Anneme o asma çubuğunu getirmediğimde aslında her şeyi kaybetmiş ya da her şeyi kazanmıştım. Annem yani cumhurbaşkanı bana karşı temkinli olması gerektiğini o zaman anladı. Ve beni kendisi yönetemeyecekse yönetecek bir koalisyon muhakkak gerekliydi. Abim güce ortak olabilecekti böylelikle. Bir asiyi, bir anarşisti dize getirebileceği düşüncesi kendine güvenini getiriyordu. Bir de kendisi de asma çubuğu yollarından geçmişti. Nasıl olur da buna karşı gelebilecek kişi bu topraklarda var olabilirdi? Hemen zapturapt altına alınması gerekiyordu. .Ablam vicdanlıydı ama benim itaatsizliğim huzurunu bozmuştu.

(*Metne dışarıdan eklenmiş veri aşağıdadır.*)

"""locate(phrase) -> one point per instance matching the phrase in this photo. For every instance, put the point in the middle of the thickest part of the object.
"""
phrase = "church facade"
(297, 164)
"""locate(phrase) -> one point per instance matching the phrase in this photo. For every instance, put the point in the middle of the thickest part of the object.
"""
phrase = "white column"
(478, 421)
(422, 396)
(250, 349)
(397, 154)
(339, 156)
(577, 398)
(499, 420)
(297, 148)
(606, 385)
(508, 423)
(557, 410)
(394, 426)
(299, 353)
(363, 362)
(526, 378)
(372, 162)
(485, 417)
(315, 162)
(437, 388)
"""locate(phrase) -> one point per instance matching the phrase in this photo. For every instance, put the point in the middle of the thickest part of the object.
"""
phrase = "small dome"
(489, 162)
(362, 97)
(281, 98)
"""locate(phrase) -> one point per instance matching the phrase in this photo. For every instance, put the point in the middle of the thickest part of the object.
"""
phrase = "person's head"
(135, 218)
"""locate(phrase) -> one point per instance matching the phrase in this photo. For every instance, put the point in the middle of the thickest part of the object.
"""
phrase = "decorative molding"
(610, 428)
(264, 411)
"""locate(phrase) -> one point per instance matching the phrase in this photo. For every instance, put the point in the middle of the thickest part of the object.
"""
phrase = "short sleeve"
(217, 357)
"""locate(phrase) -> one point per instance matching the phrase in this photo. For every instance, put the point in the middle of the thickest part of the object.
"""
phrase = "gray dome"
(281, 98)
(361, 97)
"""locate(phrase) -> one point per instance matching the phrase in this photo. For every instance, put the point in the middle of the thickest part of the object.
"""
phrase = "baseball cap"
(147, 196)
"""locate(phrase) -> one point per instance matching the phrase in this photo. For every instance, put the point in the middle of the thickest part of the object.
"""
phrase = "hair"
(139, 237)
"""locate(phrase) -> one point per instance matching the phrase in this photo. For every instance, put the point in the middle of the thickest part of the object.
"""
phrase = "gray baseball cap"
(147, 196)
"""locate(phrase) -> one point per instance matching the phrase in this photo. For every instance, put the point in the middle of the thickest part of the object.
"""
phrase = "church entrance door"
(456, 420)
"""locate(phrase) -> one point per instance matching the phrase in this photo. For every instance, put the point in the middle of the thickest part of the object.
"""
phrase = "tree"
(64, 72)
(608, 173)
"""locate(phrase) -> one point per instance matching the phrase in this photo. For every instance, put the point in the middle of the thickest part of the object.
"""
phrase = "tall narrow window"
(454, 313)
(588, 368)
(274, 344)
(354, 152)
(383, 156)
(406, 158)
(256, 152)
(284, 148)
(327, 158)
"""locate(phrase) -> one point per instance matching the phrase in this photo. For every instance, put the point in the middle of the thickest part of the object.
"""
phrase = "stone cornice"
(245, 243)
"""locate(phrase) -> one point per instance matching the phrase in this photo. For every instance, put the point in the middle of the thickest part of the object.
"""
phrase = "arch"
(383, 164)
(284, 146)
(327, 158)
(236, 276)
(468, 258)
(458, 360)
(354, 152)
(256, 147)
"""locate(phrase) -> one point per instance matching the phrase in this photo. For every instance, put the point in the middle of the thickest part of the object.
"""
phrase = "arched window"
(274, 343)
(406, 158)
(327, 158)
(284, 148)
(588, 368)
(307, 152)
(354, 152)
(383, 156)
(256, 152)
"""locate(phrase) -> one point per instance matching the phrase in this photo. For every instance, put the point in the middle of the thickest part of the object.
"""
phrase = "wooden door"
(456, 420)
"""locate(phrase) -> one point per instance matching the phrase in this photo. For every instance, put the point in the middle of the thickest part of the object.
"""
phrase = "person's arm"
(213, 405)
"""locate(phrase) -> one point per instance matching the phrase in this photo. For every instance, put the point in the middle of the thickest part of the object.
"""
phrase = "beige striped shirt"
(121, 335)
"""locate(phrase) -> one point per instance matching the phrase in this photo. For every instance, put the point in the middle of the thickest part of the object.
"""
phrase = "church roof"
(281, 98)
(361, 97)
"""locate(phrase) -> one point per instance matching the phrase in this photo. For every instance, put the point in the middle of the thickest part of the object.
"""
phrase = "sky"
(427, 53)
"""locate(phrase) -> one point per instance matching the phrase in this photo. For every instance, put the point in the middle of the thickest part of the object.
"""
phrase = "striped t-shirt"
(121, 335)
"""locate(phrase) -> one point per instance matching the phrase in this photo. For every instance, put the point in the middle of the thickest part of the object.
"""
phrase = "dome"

Bir tavır alması gerekiyordu. Gücün karşısında boyun eğmesi gerektiğini biliyordu.  Öğrendiği buydu çünkü. Bense devamlı okutulan, devamlı her yere götürülen, insanlarla iletişim halinde olmasına ses çıkarılmayan biriydim. Onlar bana bir yol çizmişlerdi. Ve çizdikleri yolun benim yolum olduğunu anlamaları çok uzun zamanlarını aldı. 

Beni ülkemin gerçeklerinin küçük bir minyatüründe yetiştirdiler. Bakmayın benim şimdi onları burada yerden yere vurduğuma, bu onlar için en küçük kardeşle yapılan bir tür kedi fare oyunuydu… Beni çelikleştirdiler. Beni çelikleştirdiklerini fark etmeden hem de…

Bugün biz, bütün bir halk, yani asma çubuğunu cumhurbaşkanına teslim etmeyenler, o dayağı yemeyeceğimize, o saçmalığa göz yummayacağımıza söz verenler, çelikleşmiş bir şekilde bekliyoruz yarını …Varsın arabayı atla değiştirsinler, varsın seçeneği olmayalım kimsenin, gün geliyor doğru söylediğimizi öğrendiklerinde ağır bir bedel ödüyoruz birlikte.

Umut içinde…. 

Umanlar  yaşayanlardır, ummayanlar ise ölüler…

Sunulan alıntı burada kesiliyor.